Retina net notebook merge idx issue

heye0507 · July 9, 2019, 6:05am

Hi all,

I am working on the Retina net notebook. Here is one line that seems to me off the focal loss paper.
I am not sure it is a bug or my understanding got wrong.

self.merges = nn.ModuleList([LateralUpsampleMerge(chs, sfs_szs[idx][1], hook) 
                                     for idx,hook in zip(sfs_idxs[-2:-4:-1], self.sfs[-2:-4:-1])])

sfs_idx is a list with [6,5,4,2], which correspond to Resnet 50 model’s grid size change layer.

My understanding is,

layer idx 6, correspond to C4, which is the layer with 16 by 16 by 1024
layer idx 5, correspond to C3, which is the layer with 32 by 32 by 512
layer idx 4, correspond to C2, which is the layer with 64 by 64 by 256
layer idx 2, correspond to C1, which is the layer with 128 by 128 by by 64

therefore if we zip the idx and hook, in idx [-2:-4:-1] we actually have idx [4,5]. Which in the upsampling part gives hook output of C2 and C3. (P2 = P3+C2, P3 = P4 + C3)

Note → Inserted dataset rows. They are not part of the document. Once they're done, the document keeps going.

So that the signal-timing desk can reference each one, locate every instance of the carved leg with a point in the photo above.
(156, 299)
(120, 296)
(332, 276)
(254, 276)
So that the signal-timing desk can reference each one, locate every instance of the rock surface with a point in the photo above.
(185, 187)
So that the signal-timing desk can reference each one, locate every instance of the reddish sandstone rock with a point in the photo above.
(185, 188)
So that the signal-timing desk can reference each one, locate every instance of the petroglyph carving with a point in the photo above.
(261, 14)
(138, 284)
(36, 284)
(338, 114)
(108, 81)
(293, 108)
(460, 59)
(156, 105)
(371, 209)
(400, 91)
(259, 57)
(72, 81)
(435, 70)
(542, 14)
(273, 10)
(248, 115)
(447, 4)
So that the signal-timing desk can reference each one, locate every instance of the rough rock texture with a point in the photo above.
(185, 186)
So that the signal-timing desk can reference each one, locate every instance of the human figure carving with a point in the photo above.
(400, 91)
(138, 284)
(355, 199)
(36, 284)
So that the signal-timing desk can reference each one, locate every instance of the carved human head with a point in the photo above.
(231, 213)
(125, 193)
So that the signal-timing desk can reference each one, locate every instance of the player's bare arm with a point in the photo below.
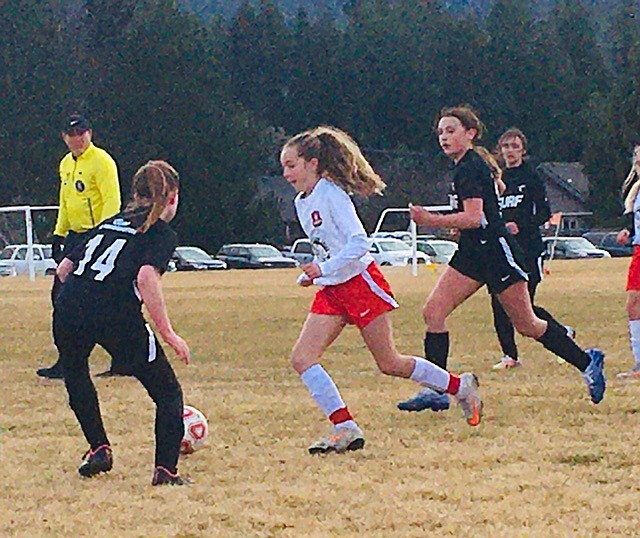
(152, 297)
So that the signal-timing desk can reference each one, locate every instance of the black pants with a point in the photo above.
(77, 327)
(72, 241)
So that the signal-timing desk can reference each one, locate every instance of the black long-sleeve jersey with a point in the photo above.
(524, 202)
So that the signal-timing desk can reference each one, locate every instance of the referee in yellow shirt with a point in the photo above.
(89, 194)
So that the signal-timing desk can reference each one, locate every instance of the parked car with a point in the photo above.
(389, 251)
(403, 235)
(13, 260)
(438, 250)
(301, 251)
(195, 259)
(254, 256)
(572, 248)
(607, 241)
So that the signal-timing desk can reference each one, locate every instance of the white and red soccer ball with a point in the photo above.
(195, 430)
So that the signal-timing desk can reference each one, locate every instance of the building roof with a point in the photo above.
(568, 176)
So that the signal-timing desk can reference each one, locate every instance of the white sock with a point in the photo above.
(323, 390)
(634, 333)
(430, 375)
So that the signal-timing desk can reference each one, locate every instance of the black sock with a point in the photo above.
(436, 348)
(555, 339)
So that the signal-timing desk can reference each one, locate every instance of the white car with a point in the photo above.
(572, 248)
(13, 259)
(389, 251)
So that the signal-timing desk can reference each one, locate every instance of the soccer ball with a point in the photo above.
(195, 430)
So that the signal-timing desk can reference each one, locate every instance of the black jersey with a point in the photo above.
(524, 202)
(107, 264)
(472, 179)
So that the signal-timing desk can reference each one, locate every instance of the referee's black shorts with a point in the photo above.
(498, 263)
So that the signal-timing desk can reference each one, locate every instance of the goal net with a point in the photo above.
(27, 214)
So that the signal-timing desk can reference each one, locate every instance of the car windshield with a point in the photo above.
(264, 251)
(193, 254)
(393, 246)
(6, 254)
(579, 244)
(443, 248)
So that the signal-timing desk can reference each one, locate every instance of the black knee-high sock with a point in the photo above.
(555, 339)
(504, 329)
(436, 348)
(543, 314)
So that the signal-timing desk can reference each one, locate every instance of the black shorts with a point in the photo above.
(499, 263)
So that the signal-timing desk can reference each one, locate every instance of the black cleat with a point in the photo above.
(54, 372)
(97, 461)
(162, 477)
(111, 373)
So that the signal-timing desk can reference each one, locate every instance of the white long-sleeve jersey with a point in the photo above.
(338, 239)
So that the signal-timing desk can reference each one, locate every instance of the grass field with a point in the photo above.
(544, 462)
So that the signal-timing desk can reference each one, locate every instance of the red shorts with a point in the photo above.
(633, 276)
(359, 300)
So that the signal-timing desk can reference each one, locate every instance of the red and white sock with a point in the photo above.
(326, 395)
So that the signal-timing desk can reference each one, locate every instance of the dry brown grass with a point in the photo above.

I am a bit confused, I think the slicing should [0:2:1], which should be [6,5]
Where layer idx 6, is C4, P4 = P5 + C4
layer idx 5, is C3, P3 = P4 + C3

As we know from the paper, we are capturing the feature map level from P3-P7.

tsar · September 22, 2019, 11:34pm

Actually, this really looks like a mistake. I tried to check your assumptions on practice.
You are right about sfs_idxs == [6,5,4,2] and that slice sfx_idxs[-2:-4:-1] == [4,5].

I added some debug output to forward method of LateralUpsampleMerge:

    def forward(self, x):
        conv_lat_hook = self.conv_lat(self.hook.stored)
        print("conv_lat_hook.shape:", conv_lat_hook.shape, "+ x.shape:", x.shape)
        return conv_lat_hook + F.interpolate(x, self.hook.stored.shape[-2:], mode='nearest')

And when I run learn.summary() for learner with 256x256 images in data, these are first lines of output:

conv_lat_hook.shape: torch.Size([1, 256, 64, 64]) + x.shape: torch.Size([1, 256, 8, 8])
conv_lat_hook.shape: torch.Size([1, 256, 32, 32]) + x.shape: torch.Size([1, 256, 64, 64])

I tried changing the slice from [-2:-4:-1] to [0:2:1] and got this:

conv_lat_hook.shape: torch.Size([1, 256, 16, 16]) + x.shape: torch.Size([1, 256, 8, 8])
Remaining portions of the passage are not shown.